Liverpool Sound and Vision Rating * * * *
There is beauty in the smallest place, even the murky puddle that forms under railway bridges or in that dip in the road where you have to cross over as you navigate your way to work, everything holds a story, all holds a sense of currency or bargaining chip to which can be seized upon as an asset, a shield against the feeling of the loneliness that often comes from being found in those conditions in the first place.
We have though become desensitised to other’s expressing the negative thoughts, we are urged to keep such people out of our lives, we get angry at having our thoughts invaded by those who are unhappy, abandoned, lost in some outpouring of grief, and then we treat them as we would if we found a Dead Driver slumped at the wheel of an expensive sports-car that has its engine running, we regret that we cannot just shove the driver aside, take the vehicle and run off with their life.
It is a damning indictment on the world and one that captures the sense of violence that is at the heart of humanity, one embroiled in selfish acts, punctuated by the occasional moment where a regret is soothed, and the shot glass of emptiness removed from sight.

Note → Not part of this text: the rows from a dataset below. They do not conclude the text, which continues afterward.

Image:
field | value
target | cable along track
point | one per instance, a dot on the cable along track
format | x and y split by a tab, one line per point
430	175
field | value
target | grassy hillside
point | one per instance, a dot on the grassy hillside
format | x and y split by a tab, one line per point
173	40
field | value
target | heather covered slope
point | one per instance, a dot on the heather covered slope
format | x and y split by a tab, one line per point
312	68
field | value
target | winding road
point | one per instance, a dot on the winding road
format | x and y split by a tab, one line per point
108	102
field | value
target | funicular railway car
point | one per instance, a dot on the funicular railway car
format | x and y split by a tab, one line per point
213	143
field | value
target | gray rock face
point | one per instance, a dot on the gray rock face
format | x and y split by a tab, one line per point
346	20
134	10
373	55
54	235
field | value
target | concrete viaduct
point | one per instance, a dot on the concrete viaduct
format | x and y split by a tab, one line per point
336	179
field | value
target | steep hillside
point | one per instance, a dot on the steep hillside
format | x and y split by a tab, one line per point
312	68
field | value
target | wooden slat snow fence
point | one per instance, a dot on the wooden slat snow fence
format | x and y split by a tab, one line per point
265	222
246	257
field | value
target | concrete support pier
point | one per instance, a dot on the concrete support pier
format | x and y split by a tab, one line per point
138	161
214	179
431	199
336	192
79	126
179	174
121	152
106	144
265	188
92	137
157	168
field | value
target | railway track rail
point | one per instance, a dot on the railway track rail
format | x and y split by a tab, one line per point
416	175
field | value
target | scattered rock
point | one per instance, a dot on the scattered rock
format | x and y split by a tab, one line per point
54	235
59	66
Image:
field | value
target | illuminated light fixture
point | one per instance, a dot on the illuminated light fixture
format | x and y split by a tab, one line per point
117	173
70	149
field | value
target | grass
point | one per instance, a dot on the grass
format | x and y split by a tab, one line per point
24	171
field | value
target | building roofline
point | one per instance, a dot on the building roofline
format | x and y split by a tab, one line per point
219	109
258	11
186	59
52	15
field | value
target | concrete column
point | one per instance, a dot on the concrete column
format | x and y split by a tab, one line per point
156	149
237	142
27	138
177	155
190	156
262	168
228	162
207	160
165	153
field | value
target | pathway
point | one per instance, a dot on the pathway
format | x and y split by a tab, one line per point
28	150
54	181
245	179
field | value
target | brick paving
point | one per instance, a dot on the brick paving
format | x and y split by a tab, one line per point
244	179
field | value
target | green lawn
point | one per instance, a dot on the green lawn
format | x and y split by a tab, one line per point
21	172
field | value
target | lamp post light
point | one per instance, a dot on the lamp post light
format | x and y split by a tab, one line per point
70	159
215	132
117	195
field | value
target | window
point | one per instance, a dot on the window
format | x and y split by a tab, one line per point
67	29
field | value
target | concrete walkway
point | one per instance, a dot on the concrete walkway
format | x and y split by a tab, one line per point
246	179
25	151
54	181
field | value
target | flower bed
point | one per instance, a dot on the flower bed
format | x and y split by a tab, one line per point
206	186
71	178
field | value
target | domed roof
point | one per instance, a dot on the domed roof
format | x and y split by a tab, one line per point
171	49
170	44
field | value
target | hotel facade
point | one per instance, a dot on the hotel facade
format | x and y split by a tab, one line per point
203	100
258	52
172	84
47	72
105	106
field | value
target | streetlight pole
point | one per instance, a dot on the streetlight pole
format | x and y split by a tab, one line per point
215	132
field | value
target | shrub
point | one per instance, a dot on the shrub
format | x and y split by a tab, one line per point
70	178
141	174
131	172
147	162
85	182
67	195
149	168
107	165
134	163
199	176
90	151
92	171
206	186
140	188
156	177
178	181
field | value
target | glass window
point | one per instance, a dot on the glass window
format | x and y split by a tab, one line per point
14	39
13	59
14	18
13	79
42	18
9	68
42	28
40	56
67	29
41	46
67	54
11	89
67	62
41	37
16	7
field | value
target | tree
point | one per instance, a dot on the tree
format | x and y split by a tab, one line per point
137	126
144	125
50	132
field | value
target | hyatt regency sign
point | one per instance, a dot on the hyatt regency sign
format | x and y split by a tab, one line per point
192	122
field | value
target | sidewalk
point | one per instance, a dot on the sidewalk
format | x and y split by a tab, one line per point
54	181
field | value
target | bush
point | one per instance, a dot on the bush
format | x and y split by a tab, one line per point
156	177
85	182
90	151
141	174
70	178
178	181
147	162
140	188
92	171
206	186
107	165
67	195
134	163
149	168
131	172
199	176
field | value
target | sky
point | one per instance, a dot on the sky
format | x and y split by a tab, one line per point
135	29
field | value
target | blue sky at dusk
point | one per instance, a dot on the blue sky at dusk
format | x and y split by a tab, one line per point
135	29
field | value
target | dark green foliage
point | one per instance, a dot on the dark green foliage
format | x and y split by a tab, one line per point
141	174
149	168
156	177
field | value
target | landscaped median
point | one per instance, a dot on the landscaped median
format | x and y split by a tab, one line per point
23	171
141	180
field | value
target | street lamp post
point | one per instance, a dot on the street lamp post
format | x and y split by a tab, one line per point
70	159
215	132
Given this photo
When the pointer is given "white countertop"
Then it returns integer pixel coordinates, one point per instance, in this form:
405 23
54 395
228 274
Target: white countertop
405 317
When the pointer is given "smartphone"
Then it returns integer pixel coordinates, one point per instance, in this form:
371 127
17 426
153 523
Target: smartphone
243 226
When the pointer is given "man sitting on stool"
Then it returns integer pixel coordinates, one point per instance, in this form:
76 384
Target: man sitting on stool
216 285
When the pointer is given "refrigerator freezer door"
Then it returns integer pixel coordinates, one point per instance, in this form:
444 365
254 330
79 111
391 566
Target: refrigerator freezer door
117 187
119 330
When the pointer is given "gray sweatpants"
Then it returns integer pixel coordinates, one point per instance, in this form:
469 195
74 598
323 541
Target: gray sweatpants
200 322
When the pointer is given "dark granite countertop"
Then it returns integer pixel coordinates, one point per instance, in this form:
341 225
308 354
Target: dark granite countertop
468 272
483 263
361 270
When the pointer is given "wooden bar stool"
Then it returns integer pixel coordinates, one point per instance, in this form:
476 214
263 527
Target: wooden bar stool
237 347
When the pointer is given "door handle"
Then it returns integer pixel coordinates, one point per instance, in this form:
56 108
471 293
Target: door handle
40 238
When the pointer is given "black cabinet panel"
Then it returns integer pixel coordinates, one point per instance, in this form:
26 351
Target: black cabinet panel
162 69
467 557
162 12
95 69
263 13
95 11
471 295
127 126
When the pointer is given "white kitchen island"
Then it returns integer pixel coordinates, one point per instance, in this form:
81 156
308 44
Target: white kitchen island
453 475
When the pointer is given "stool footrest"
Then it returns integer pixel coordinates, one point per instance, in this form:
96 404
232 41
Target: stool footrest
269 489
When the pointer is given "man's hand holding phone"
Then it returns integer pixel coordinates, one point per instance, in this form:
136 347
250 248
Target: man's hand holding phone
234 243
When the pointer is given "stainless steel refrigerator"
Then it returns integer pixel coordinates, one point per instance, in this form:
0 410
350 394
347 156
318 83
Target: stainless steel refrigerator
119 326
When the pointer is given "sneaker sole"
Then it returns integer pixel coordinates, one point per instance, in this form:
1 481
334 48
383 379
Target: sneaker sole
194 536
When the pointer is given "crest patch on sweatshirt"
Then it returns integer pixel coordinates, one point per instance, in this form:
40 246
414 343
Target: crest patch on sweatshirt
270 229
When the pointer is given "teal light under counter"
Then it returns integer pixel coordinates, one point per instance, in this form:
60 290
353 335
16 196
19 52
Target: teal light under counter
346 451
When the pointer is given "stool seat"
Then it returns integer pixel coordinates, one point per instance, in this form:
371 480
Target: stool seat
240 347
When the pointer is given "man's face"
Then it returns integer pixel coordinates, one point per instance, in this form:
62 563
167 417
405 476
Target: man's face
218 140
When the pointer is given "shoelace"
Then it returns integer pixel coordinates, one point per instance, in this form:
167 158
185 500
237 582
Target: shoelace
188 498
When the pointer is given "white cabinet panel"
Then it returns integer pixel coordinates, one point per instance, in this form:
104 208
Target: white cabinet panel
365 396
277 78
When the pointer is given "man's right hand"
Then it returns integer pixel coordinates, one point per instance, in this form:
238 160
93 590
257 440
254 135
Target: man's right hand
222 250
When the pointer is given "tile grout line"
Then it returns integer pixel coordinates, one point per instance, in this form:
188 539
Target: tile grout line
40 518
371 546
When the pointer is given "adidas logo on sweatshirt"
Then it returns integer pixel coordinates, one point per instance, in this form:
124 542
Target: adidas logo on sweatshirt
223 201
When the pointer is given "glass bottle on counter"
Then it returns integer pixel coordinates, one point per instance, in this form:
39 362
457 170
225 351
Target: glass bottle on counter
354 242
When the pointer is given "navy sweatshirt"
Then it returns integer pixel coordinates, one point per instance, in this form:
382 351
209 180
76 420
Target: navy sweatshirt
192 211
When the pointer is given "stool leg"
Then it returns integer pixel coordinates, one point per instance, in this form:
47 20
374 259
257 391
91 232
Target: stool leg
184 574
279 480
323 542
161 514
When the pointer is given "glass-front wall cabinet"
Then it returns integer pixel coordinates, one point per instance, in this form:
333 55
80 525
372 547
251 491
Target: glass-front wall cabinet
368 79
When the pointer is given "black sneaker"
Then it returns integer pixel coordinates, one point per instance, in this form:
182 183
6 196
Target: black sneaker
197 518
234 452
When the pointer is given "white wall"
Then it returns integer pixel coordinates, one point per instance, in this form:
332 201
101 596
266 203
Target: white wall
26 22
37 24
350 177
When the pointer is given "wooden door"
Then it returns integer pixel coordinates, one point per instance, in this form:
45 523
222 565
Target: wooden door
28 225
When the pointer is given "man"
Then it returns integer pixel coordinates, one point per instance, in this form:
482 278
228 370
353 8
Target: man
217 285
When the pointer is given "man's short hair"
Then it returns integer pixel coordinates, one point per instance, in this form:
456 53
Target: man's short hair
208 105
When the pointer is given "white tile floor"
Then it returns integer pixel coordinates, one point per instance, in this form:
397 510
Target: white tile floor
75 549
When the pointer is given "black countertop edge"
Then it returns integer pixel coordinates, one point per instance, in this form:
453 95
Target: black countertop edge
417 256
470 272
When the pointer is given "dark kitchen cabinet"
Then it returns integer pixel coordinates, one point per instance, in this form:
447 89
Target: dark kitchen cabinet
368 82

It is under the railway arch surrounded by those who see you as an equal, the braziers sending out flames of welcoming fire that reach out and seem to dance under the stars and one that Dog On A Stick openly suggest that they understand the dilemma and suffering found and that they wish to help highlight the loneliness; even if it just through the Universal language of music and pin point accurate lyrics bathed in a post-punk battle that rages against the system that has brought so many close to the edge of an abyss.
The violent riffs frame the sense of being forsaken and left behind by society, a reflection of schism that pervades in today’s world in which some are not just discarded, but openly ridiculed as more join their swelling number of the rejected and isolated. Dead Driver is a song that is cutting, almost sliding in perfectly to a new Beggar’s Opera for the 21st Century, and one that defines how we now view the lonely in the same way that Victorians viewed the poor.
A cracking single, one of great passion!
Dog On A Stick release Dead Driver on July 1st.